Bottom line: they could generate mutant animals at double digit percentages.   Not surprisingly, efficiency increased with higher RNA concentrations.  The final standard conditions involve at least 30 to 50 embryos per electroporation, in a total volume of 20 µl buffer/media with final concentrations of 600 ng/µl Cas9 mRNA and 300 ng/µl guide RNA.  Note that this requires a total of 12 µg Cas9 mRNA and 6 µg gRNA per batch of 50 embryos.   They also showed HDR is possible by co-electroporation with donor oligo DNAs.

So what is the efficiency?  Table 2 is a very nice comparison of microinjection vs. electroporation across ten genes.  Kudos to them for a nice big data set!  Good news: electroporation generated mutants for 5/10 genes tested.  However, 8/10 microinjections were successful for the same genes/reagents.   The overall rate of mutants was lower in the electroporation set as well; the average efficiency in the 5 successful electroporations was 20%, while with microinjections it was 42%.   Interestingly, the overall rate of embryo survival to birth was higher for electroporations – about double that of microinjections.   So in the end, the lower efficiency of mutant generation via electroporation might be pretty well balanced by the higher birth rate per embryo.

I’ll still note that zygote manipulation may not be for the faint of heart even if you don’t have a microscope/microinjection setup handy.   Remember that to make engineered live mice you have to transfer the manipulated zygotes back into a pseudopregnant recipient female mouse.  This requires microsurgery, people.     

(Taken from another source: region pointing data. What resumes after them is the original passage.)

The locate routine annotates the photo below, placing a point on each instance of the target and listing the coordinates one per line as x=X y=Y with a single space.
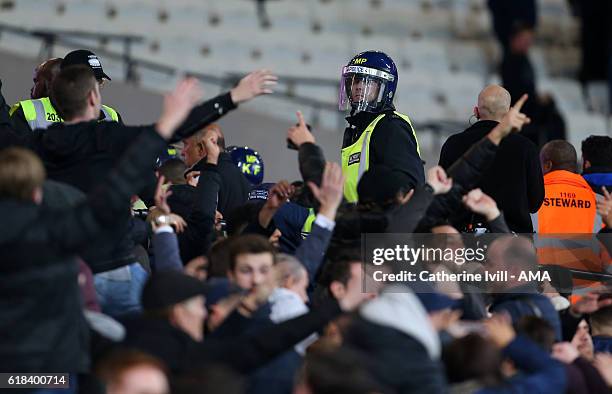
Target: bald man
x=515 y=179
x=569 y=205
x=44 y=74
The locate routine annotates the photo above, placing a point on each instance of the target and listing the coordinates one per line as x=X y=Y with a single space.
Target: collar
x=223 y=156
x=598 y=170
x=361 y=120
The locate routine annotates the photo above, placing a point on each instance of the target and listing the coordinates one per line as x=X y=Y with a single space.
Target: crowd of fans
x=228 y=287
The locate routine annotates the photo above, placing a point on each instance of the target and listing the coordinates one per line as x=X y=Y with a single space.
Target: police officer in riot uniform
x=377 y=134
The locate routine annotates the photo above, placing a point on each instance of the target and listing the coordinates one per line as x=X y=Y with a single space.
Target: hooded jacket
x=391 y=327
x=83 y=153
x=41 y=319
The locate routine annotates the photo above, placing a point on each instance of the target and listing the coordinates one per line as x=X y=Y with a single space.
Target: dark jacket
x=597 y=177
x=400 y=361
x=514 y=178
x=235 y=187
x=41 y=320
x=244 y=353
x=20 y=124
x=392 y=144
x=584 y=378
x=465 y=173
x=197 y=238
x=81 y=154
x=525 y=301
x=540 y=372
x=602 y=344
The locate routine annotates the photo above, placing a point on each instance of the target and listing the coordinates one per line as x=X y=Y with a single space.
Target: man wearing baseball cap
x=171 y=327
x=39 y=113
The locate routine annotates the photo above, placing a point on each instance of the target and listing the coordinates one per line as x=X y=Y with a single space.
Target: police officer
x=377 y=134
x=39 y=112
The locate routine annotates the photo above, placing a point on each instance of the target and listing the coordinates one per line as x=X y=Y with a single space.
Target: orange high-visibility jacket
x=569 y=206
x=569 y=216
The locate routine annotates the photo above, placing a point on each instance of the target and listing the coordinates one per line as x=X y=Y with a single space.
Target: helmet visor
x=362 y=89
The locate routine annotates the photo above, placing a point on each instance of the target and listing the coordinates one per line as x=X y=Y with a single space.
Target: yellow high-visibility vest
x=40 y=114
x=355 y=158
x=307 y=227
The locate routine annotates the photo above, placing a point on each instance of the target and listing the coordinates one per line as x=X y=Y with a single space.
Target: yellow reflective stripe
x=108 y=111
x=359 y=152
x=14 y=108
x=51 y=114
x=28 y=109
x=307 y=227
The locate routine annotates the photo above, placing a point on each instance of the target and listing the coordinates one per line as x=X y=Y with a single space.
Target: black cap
x=87 y=58
x=380 y=184
x=169 y=288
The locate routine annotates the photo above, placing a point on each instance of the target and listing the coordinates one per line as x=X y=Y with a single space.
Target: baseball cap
x=169 y=288
x=85 y=57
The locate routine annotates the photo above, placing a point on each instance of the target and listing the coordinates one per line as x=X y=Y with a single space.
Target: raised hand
x=177 y=105
x=604 y=208
x=513 y=121
x=499 y=329
x=161 y=196
x=565 y=352
x=254 y=84
x=299 y=133
x=212 y=149
x=279 y=194
x=482 y=204
x=329 y=194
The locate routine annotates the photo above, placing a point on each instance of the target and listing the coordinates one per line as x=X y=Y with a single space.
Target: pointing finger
x=519 y=104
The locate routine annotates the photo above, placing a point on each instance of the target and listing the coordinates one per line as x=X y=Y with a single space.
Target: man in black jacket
x=172 y=330
x=515 y=179
x=597 y=162
x=80 y=151
x=235 y=187
x=41 y=318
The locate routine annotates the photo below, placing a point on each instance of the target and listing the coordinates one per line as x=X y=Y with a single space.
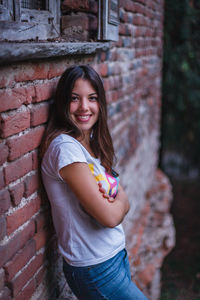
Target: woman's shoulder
x=63 y=138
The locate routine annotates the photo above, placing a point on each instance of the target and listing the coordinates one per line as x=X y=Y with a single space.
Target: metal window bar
x=33 y=4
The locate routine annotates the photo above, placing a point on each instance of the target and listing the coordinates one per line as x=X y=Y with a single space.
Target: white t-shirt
x=82 y=240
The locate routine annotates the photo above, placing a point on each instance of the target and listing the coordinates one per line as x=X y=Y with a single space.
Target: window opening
x=31 y=4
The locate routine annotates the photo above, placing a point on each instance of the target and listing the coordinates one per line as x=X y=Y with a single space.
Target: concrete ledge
x=10 y=52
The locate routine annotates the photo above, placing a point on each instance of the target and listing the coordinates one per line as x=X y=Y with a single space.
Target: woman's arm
x=81 y=181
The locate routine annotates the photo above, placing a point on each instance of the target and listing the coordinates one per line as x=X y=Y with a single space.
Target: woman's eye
x=74 y=98
x=93 y=98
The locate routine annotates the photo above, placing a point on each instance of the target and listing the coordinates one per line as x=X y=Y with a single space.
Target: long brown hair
x=61 y=122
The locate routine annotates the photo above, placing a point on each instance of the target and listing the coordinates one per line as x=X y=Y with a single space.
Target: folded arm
x=81 y=181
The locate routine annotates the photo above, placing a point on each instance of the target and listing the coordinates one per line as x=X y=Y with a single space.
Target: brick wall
x=30 y=267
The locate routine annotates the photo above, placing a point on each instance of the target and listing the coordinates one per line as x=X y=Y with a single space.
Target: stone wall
x=30 y=266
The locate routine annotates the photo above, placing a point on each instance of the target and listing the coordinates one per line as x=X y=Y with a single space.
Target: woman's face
x=84 y=105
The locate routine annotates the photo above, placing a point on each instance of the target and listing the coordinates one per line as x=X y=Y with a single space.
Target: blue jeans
x=109 y=280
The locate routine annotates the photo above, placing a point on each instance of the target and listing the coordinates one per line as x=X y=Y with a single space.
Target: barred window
x=29 y=20
x=32 y=4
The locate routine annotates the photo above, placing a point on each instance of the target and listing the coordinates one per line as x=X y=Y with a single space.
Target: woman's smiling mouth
x=83 y=118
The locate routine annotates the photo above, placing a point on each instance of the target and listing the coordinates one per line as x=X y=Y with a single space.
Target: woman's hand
x=105 y=195
x=109 y=213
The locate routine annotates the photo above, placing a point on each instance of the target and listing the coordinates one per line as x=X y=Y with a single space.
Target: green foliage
x=181 y=79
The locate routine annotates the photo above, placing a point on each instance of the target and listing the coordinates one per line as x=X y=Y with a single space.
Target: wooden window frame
x=108 y=27
x=22 y=24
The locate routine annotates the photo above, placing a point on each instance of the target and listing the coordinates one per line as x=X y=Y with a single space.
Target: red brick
x=14 y=98
x=25 y=143
x=19 y=282
x=44 y=91
x=32 y=71
x=4 y=201
x=5 y=294
x=42 y=220
x=39 y=114
x=15 y=121
x=4 y=153
x=2 y=227
x=6 y=76
x=20 y=260
x=18 y=168
x=7 y=251
x=31 y=184
x=17 y=193
x=41 y=238
x=56 y=69
x=40 y=276
x=2 y=182
x=23 y=214
x=27 y=292
x=35 y=159
x=2 y=278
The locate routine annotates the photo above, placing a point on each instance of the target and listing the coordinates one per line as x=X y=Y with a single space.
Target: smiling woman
x=87 y=201
x=84 y=106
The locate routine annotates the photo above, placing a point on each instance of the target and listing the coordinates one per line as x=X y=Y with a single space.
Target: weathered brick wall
x=30 y=266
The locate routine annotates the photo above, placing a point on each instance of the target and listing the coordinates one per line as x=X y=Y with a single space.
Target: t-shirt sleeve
x=65 y=154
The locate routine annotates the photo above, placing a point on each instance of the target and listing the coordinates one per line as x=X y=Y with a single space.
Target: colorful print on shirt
x=109 y=183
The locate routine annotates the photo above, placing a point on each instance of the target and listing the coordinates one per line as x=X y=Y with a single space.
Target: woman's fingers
x=105 y=195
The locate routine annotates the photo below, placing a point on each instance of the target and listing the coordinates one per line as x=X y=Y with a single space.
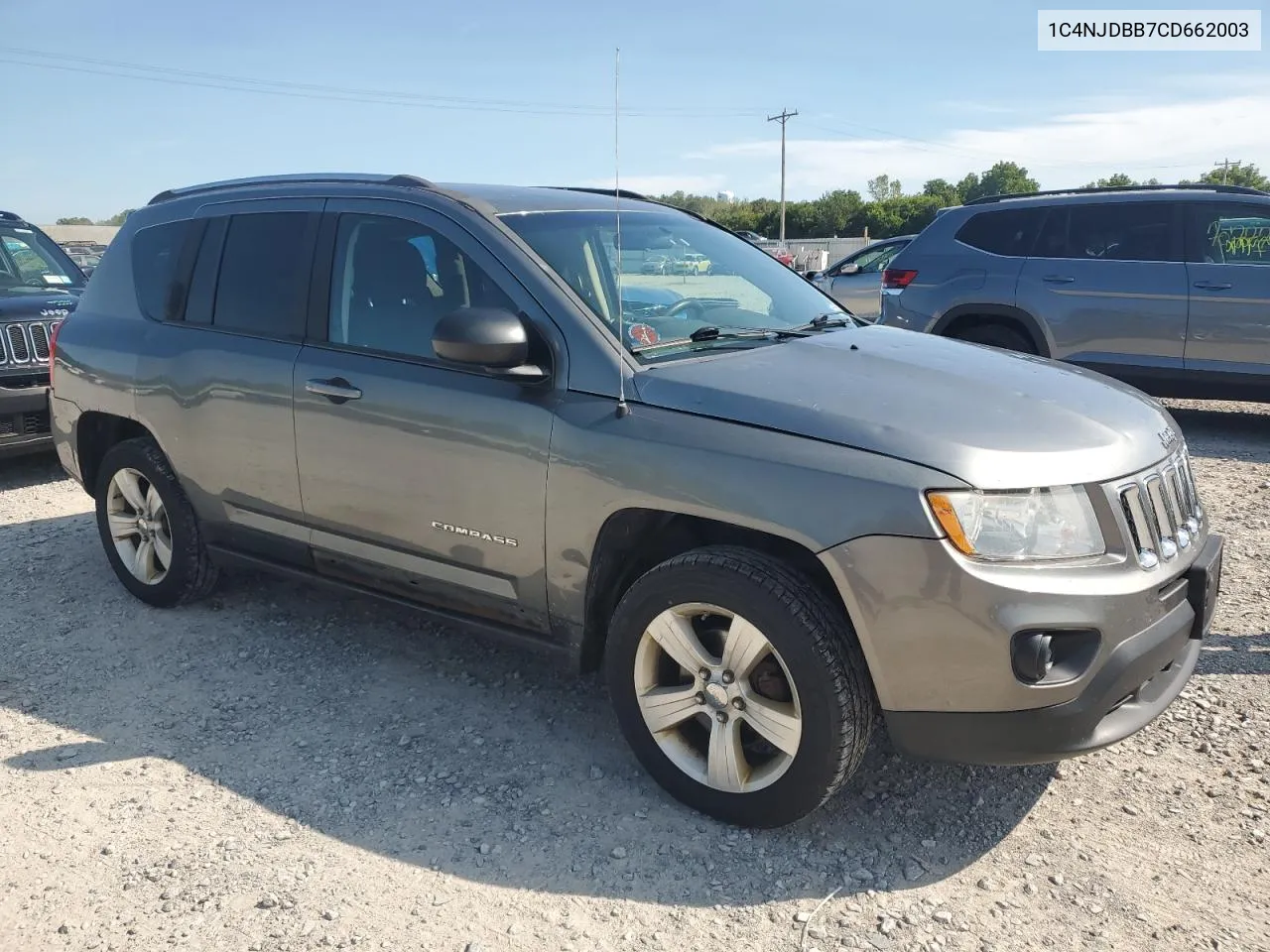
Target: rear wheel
x=149 y=529
x=997 y=335
x=739 y=685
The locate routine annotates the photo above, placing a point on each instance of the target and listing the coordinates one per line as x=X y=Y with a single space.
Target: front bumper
x=24 y=424
x=940 y=657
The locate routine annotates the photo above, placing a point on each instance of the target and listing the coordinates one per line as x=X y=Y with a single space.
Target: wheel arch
x=95 y=433
x=631 y=540
x=970 y=315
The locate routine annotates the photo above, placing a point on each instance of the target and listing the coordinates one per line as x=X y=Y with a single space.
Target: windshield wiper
x=705 y=335
x=825 y=321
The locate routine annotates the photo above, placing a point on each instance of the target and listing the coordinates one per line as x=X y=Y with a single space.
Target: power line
x=783 y=118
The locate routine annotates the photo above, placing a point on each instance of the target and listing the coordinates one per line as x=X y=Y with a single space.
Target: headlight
x=1026 y=525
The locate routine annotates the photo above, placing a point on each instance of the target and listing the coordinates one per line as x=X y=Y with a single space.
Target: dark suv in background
x=40 y=286
x=1164 y=287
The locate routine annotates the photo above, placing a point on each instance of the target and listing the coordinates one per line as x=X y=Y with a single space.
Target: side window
x=1008 y=231
x=1115 y=231
x=1230 y=234
x=155 y=254
x=394 y=280
x=264 y=275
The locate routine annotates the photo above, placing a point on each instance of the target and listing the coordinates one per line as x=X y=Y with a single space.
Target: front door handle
x=336 y=390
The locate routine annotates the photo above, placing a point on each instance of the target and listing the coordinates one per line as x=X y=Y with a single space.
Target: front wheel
x=149 y=529
x=997 y=335
x=739 y=685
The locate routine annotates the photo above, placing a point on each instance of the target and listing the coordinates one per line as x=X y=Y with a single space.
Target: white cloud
x=1164 y=140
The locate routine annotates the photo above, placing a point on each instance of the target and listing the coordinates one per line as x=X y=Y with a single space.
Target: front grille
x=16 y=339
x=28 y=424
x=35 y=424
x=1162 y=511
x=26 y=343
x=40 y=340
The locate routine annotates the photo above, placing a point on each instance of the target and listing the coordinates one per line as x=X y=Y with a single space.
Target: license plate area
x=1203 y=584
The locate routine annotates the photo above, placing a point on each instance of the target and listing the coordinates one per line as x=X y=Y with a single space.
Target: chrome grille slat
x=19 y=350
x=39 y=340
x=1161 y=509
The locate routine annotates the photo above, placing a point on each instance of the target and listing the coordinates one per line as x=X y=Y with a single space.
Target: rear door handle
x=336 y=390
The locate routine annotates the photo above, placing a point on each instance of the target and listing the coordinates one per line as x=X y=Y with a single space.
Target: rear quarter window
x=1006 y=231
x=155 y=253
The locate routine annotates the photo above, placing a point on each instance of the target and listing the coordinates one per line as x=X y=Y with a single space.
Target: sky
x=105 y=104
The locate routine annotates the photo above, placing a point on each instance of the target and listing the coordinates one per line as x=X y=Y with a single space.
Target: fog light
x=1033 y=656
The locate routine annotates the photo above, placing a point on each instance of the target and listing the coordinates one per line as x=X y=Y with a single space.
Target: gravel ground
x=282 y=769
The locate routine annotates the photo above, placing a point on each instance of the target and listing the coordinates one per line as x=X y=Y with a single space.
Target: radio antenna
x=622 y=409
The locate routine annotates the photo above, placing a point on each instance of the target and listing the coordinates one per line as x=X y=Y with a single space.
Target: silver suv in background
x=855 y=282
x=766 y=522
x=1164 y=287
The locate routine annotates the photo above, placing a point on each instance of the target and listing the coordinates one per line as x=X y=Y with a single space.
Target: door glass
x=154 y=267
x=263 y=276
x=395 y=280
x=1008 y=231
x=1112 y=231
x=1233 y=234
x=875 y=259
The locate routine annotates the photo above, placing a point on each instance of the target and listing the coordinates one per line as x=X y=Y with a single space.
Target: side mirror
x=489 y=338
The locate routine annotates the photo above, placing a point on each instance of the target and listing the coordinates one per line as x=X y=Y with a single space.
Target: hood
x=36 y=303
x=993 y=419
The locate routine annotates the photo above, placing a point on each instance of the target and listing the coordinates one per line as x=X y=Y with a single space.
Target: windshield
x=31 y=262
x=679 y=275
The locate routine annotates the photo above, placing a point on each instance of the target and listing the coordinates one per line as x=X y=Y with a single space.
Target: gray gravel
x=282 y=769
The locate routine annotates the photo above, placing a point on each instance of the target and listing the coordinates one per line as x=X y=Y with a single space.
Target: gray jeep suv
x=40 y=285
x=766 y=522
x=1164 y=287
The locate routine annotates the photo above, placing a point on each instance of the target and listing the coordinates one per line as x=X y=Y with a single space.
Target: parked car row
x=767 y=522
x=1164 y=287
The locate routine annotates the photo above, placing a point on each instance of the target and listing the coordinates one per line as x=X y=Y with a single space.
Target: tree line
x=889 y=211
x=116 y=220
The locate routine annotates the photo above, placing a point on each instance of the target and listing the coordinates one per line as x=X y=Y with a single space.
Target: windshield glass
x=679 y=275
x=31 y=262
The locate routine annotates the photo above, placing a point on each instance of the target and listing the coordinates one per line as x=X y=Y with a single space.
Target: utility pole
x=785 y=116
x=1225 y=164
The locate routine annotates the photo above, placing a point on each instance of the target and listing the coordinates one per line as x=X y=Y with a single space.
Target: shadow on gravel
x=368 y=725
x=27 y=471
x=1210 y=433
x=1236 y=654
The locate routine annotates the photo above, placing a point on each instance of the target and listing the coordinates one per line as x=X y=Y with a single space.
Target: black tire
x=997 y=335
x=818 y=647
x=191 y=574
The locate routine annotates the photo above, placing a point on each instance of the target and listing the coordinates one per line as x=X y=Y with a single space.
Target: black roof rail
x=1101 y=189
x=300 y=178
x=621 y=191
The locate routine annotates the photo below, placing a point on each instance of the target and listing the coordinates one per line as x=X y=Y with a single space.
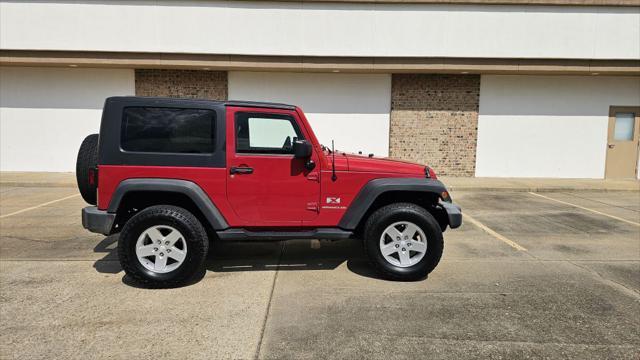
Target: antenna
x=334 y=177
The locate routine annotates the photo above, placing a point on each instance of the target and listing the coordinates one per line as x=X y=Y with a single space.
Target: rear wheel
x=163 y=246
x=87 y=162
x=403 y=241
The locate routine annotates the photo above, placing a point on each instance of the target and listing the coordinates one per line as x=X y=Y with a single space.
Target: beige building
x=542 y=88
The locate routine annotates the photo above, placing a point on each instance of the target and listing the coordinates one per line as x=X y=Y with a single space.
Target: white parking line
x=587 y=209
x=38 y=206
x=491 y=232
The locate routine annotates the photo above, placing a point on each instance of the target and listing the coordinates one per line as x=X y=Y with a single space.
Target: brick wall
x=434 y=120
x=182 y=83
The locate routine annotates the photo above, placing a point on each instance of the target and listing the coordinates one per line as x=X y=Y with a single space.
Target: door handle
x=241 y=170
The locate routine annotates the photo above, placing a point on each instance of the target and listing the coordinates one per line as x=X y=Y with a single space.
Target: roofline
x=488 y=2
x=449 y=65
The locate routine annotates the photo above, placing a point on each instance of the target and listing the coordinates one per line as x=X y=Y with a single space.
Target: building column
x=434 y=121
x=198 y=84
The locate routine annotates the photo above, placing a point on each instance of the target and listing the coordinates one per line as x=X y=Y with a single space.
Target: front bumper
x=97 y=221
x=454 y=213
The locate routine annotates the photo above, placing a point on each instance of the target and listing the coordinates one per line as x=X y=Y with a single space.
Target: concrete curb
x=68 y=180
x=35 y=184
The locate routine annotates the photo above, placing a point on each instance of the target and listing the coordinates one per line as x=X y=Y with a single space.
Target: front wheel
x=403 y=241
x=162 y=246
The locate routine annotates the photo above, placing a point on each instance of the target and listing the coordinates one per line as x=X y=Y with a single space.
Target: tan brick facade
x=434 y=120
x=182 y=83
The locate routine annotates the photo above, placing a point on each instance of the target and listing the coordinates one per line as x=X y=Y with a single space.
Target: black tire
x=387 y=215
x=87 y=161
x=180 y=219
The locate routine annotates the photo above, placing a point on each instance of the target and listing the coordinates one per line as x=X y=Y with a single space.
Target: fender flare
x=374 y=188
x=188 y=188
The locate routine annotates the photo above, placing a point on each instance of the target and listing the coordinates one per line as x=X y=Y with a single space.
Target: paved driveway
x=552 y=275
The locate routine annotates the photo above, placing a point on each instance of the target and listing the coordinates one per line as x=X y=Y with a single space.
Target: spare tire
x=86 y=166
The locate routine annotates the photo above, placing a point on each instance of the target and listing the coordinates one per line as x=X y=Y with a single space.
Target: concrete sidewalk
x=52 y=179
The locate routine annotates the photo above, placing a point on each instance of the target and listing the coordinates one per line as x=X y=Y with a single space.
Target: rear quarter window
x=168 y=130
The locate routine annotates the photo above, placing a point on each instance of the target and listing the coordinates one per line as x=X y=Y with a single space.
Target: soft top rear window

However – maybe even this last step can be improved upon.   Takahashi et al have now reported that embryos can be electroporated – and CRISPR-mutagenized – without taking them out of the oviduct.    (Takahashi et al, Scientific Reports, June 22 2015 (5:11406).)  This still requires injection of the CRISPR RNA solution into the oviduct of a live mouse, but it’s probably easier than transferring embryos back in to the oviduct.   Hmm… maybe one doesn't need to pre-weaken the zone pellucida?  Their method requires rather high RNA concentrations, but bears promise.   


  1. It seems that electroporation is a compromising method between microinjection and uncomplicated operation with a not bad performance. Hope more related information like the reagents and chemicals involved in the new method can be shared in this blog site.-BOC Sciences

  2. Any one try the GONAD method? Any one succeed to repeat it?

  3. Any one succeed to repeat the GONAD method?